6

The Problem:

Note: NO_BACKSLASH_ESCAPES mode is ENABLED.

I am using mysqli prepared statements for querying the database. The target code is like:

$conn = new mysqli('localhost', 'root', 'mypass', 'mydb');
$stmt = $conn->prepare('select * from `table` where `data` like ?;');

Now, let's say I manually(from mysql client, not from php) insert 3 records which have the literal values of JDxDD, JD_DD and JD\DD:

INSERT INTO `table` SET `data` = 'JDxDD';
INSERT INTO `table` SET `data` = 'JD_DD';
INSERT INTO `table` SET `data` = 'JD\DD';

Now, consider this:

$stmt = $conn -> prepare('SELECT * from `table1` where `data` like ?;');
$key = 'JD_DD';
$stmt -> bind_param('s', $key);
$stmt-> execute();

This returns all 3 rows, as expected. Now, I want to just select the one with value JD_DD (i.e. exclude the JDxDD and JD\DD). So, as answered here, I need to escape the _ using escape keyword to $key = 'JD\_DD';.

However, this:

$stmt = $conn -> prepare('SELECT * from `table1` where `data` like ? escape \'\\\';');
/*
first and last \ are for putting the ' quote,
middle 2 are for putting a \ as a part of string.
*/

evaluates the $stmt to be false, calling $conn->error gives this error:

You have an error in your SQL syntax; check the manual that corresponds to your MariaDB server version for the right syntax to use near ''\'' at line 1

Both of following codes give the same Syntax error as above:

(1) I tried switching to " for encapsulating the query, as:

$stmt = $conn -> prepare("SELECT * from `table1` where `data` like ? escape '\\';");

(2) And this:

$stmt = $conn -> prepare("SELECT * from `table1` where `data` like ? escape '\';");

Please note that $key = 'JD\_DD';, while can be effectively used with (instead of LIKE) an = operator, is just an example. The $key can be complex such as 'JD\_D%\_X%'; or like.

My efforts:

Here are some codes that produces the desired output:

(1) Using an alternative escape character:

$stmt = $conn -> prepare("SELECT * from `table1` where `data` like ? escape '|';");
$key = 'JD|_DD';
$stmt->bind_param('s', $key);

This works fine as one would expect.

(2) Omitting the escape word altogether:

$stmt = $conn -> prepare('SELECT * from `table1` where `data` like ?;');
$key = 'JD\_DD';
$stmt->bind_param('s', $key);

This produces the desired JD_DD output. Why?? Even with the NO_BACKSLASH_ESCAPES MODE ENABLED, why does \ works as an escape character?
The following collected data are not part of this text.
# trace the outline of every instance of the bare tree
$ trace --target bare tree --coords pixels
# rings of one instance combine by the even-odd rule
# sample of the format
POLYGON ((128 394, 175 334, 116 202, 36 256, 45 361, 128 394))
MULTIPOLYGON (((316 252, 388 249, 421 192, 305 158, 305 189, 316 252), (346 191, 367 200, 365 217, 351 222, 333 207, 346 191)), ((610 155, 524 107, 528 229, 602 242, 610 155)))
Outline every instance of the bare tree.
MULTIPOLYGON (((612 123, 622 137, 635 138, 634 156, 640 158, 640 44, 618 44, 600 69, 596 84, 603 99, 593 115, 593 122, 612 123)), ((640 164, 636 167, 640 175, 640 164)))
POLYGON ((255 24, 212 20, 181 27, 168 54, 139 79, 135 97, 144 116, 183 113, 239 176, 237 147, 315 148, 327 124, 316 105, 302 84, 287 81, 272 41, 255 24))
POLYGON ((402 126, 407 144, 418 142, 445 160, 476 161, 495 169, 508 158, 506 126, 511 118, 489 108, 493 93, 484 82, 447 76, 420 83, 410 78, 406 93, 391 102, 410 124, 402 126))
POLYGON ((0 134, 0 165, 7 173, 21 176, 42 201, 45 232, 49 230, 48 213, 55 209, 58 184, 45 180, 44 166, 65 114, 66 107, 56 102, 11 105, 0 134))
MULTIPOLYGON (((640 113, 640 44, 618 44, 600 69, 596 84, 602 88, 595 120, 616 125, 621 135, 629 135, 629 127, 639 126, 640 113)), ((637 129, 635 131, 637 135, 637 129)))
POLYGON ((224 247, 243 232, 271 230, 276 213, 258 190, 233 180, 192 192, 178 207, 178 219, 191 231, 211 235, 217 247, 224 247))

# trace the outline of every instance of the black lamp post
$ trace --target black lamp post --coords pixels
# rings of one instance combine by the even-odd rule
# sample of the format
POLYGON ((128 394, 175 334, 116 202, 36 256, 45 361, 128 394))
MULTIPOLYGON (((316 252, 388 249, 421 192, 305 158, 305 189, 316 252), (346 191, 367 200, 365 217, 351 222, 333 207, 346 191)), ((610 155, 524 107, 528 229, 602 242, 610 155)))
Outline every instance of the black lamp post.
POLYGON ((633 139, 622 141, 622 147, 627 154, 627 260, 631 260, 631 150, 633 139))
(3) The following also works:

$stmt = $conn -> prepare("SELECT * from `table1` where `data` like ? escape '\\\';");
$key = 'JD\_DD';
$stmt->bind_param('s', $key);

(4) And so does the following:

$stmt = $conn -> prepare("SELECT * from `table1` where `data` like ? escape '\\\\';");
$key = 'JD\_DD';
$stmt->bind_param('s', $key);

The (3) and (4) produce the same output. Again, Why?

(5) Also, I could turn off the NO_BACKSLASH_ESCAPES mode, but that seems more like a workaround rather than a solution.

The mariadb docs says:

If you need to match the characters _ or %, you must escape them. By default, you can prefix the wildcard characters the backslash characer \ to escape them. The backslash is used both to encode special characters like newlines when a string is parsed as well as to escape wildcards in a pattern after parsing. Thus, to match an actual backslash, you sometimes need to double-escape it as "\\\\".

To avoid difficulties with the backslash character, you can change the wildcard escape character using ESCAPE in a LIKE expression. The argument to ESCAPE must be a single-character string.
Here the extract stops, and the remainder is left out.